Pérola, Chachá, Dani, Mel, Rosa e Xakila se emocionam quando visitam os escombros da Cadeia Pública Feminina de Santos desativada desde 2014 por causa da superlotação e das más condições estruturais, onde cumpriram suas penas ou esperaram presas pelo julgamento que nunca acontecia. As imagens, captadas entre 2017 e 2019, são contrapostas com outras, de 2005, que as mostram bem mais jovens e ainda encarceradas.

Elas foram algumas das personagens que contaram suas histórias para a ex-diretora de abrigos para crianças Flavia Ribeiro de Castro, no livro “Flores do Cárcere”, de 2011. “A maioria das crianças com quem eu trabalhava era filha de mulheres presas, e isso me despertou a curiosidade de entender melhor esse universo”, conta ela.
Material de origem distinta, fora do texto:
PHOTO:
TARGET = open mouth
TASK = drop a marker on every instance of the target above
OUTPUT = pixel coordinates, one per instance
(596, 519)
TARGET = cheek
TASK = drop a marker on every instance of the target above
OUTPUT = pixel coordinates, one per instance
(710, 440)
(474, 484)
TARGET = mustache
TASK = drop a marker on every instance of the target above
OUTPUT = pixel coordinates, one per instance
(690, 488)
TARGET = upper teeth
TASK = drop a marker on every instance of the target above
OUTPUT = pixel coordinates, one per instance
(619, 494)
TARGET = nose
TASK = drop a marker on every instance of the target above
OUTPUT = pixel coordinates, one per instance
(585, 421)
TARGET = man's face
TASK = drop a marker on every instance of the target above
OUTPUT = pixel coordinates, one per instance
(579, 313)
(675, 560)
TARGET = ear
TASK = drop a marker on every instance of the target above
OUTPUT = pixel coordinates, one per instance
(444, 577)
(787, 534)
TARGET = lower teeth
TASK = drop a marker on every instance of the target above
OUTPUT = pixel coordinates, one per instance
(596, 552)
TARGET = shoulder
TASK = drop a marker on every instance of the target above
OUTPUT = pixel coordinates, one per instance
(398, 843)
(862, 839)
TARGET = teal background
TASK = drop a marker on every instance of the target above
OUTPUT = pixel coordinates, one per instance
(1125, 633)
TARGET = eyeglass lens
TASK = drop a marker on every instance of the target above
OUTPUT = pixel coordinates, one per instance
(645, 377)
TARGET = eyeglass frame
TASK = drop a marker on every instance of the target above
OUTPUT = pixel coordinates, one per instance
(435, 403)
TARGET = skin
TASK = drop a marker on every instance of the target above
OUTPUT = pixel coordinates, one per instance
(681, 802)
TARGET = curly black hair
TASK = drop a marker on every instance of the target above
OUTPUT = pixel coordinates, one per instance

Em 2004, Ribeiro de Castro se mudou para Santos, no litoral paulista, e leu num jornal local sobre um projeto de voluntariado dentro da cadeia pública feminina da cidade. Resolveu que queria fazer parte desse projeto, e, em outubro daquele ano, começou um trabalho com o objetivo de melhorar a autoestima e a convivência das detentas.